Leilani: I was attracted to academia for a lot of reasons—I was passionate about my field, I wanted to engage my students intellectually, and I wanted to make social contributions that I felt were important. I still get to do those general things in my job at Annual Reviews, because it’s a nonprofit that disseminates important scientific research to the scholarly community. However, I was originally just looking for a job. What attracted me to this work was the paid time off, the retirement plan, the health insurance, and the expectation on the part of my managers that I would be unavailable to them when I wasn’t in the office. This absolutely continues thematically and practically from my work on the PhD: like my professors taught me, I used various labor theories to help my students process the literature I assigned. Eventually, as I was encouraging my students to do, I decided to act on my own advice and seek a healthier labor environment for myself.
Jenae: Instructional design and professional development work is, at its heart, teaching work. Yet these fields also involve a lot of critical thinking, research, and organization to help others succeed and communicate ideas effectively. In graduate school, what I’ve loved doing most is designing learning experiences for my (and others’) students and this career lets me do that while also being on the ground floor of structural and curricular changes. While I think I will miss some aspects of humanistic research, I’ll still be reading a lot from literature in educational technology, writing about current practices, and I hope to keep writing and contributing to edtech blogs.
What knowledge or expertise has your work on the PhD provided that is especially unique and important? What did your employers find compelling?
Leilani: Since I work in academic publishing, most of the work I did during my PhD provided the exact type of expertise I needed. I took a couple of article-writing workshops that helped me understand what different journals are looking for and how they operate. However, my employers were most impressed by the interdisciplinary work I did as a TA Consultant and as a Professors for the Future Fellow. Both of these programs gave me the opportunity to closely interact with my STEM colleagues and to learn from their teaching methods and their approaches to knowledge. Since my company publishes STEM and social science research, they were really compelled by my experience working alongside my STEM and social science colleagues. My field (English) is very interdisciplinary in general, and the UC Davis English department has a strong interest in various STEM fields, so I feel right at home in my new job just from having been part of the UC Davis English department.
Jenae: There’s really no way I could have known how much I liked instructional design without the experiences of being a GSR for the online education project and working in departments like Strategic Communications, the Center for Educational Effectiveness, and Academic Technology Services.

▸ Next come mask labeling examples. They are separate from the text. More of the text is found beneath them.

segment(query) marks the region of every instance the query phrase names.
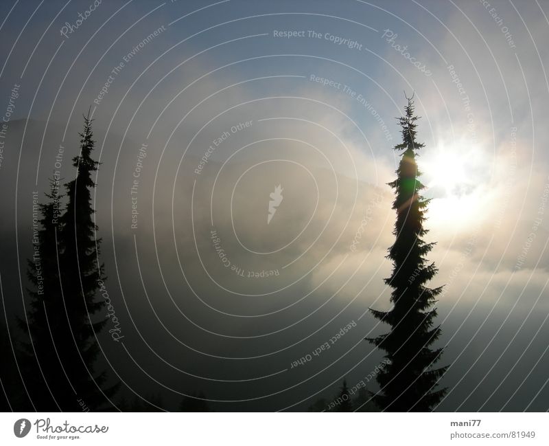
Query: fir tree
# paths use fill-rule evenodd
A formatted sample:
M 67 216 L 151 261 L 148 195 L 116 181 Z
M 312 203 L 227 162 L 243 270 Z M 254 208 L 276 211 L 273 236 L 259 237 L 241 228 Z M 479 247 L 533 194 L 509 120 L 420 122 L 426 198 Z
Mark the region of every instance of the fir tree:
M 60 358 L 65 355 L 62 331 L 63 299 L 59 280 L 57 212 L 59 196 L 51 181 L 49 201 L 38 205 L 40 229 L 33 234 L 32 257 L 27 276 L 32 289 L 26 317 L 19 320 L 25 335 L 20 350 L 23 379 L 33 410 L 62 410 L 63 399 L 72 392 Z M 28 409 L 23 405 L 21 409 Z
M 91 317 L 104 302 L 95 300 L 98 280 L 96 227 L 92 217 L 91 175 L 98 164 L 91 158 L 93 148 L 91 121 L 84 118 L 80 153 L 73 159 L 75 179 L 65 185 L 68 203 L 60 214 L 58 179 L 52 181 L 49 201 L 40 205 L 40 229 L 33 236 L 33 257 L 27 275 L 33 289 L 25 319 L 19 325 L 27 337 L 23 342 L 24 379 L 32 409 L 80 412 L 110 408 L 107 398 L 117 386 L 103 389 L 104 372 L 96 373 L 100 352 L 96 334 L 106 320 Z
M 399 120 L 403 142 L 394 148 L 404 152 L 396 171 L 397 177 L 389 183 L 396 194 L 393 205 L 397 212 L 393 231 L 396 239 L 388 255 L 394 268 L 385 282 L 393 289 L 393 308 L 388 311 L 370 310 L 390 329 L 388 333 L 366 339 L 384 350 L 388 360 L 376 377 L 380 386 L 373 396 L 376 405 L 386 411 L 425 412 L 432 410 L 446 392 L 445 389 L 435 388 L 447 367 L 432 368 L 443 349 L 430 348 L 441 335 L 440 326 L 434 326 L 436 309 L 433 305 L 442 287 L 425 286 L 437 269 L 425 258 L 434 243 L 426 243 L 422 238 L 427 234 L 423 222 L 429 200 L 421 196 L 424 186 L 418 179 L 421 172 L 416 156 L 424 144 L 416 141 L 418 117 L 414 115 L 412 98 L 408 99 L 405 112 Z
M 339 404 L 336 407 L 336 412 L 353 412 L 353 401 L 349 393 L 347 379 L 343 380 L 336 401 L 339 401 Z
M 99 163 L 91 158 L 94 140 L 92 120 L 84 118 L 84 131 L 80 133 L 80 153 L 73 159 L 76 168 L 75 178 L 65 184 L 68 202 L 61 216 L 61 256 L 62 291 L 66 304 L 66 320 L 71 332 L 73 365 L 70 376 L 78 398 L 85 401 L 92 410 L 104 408 L 106 397 L 110 398 L 117 386 L 103 389 L 106 375 L 95 373 L 95 363 L 100 353 L 96 335 L 108 322 L 106 317 L 98 321 L 92 318 L 104 306 L 97 300 L 100 283 L 106 280 L 104 265 L 99 263 L 101 239 L 96 238 L 97 226 L 93 220 L 95 210 L 91 205 L 91 191 L 95 187 L 92 175 Z
M 213 412 L 203 392 L 193 392 L 181 399 L 179 412 Z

I would also add that having disciplinary knowledge in the humanities has given me a lot of credibility in my new job already: I believe I was hired in part because of my job experiences, but also because I can relate to the faculty I’ll be working with. Because I’ll be located within the writing program, my experiences of reading the literature, going to conferences, and engaging in pedagogical conversations will really be an asset as I work towards supporting these same instructors in their pedagogical work.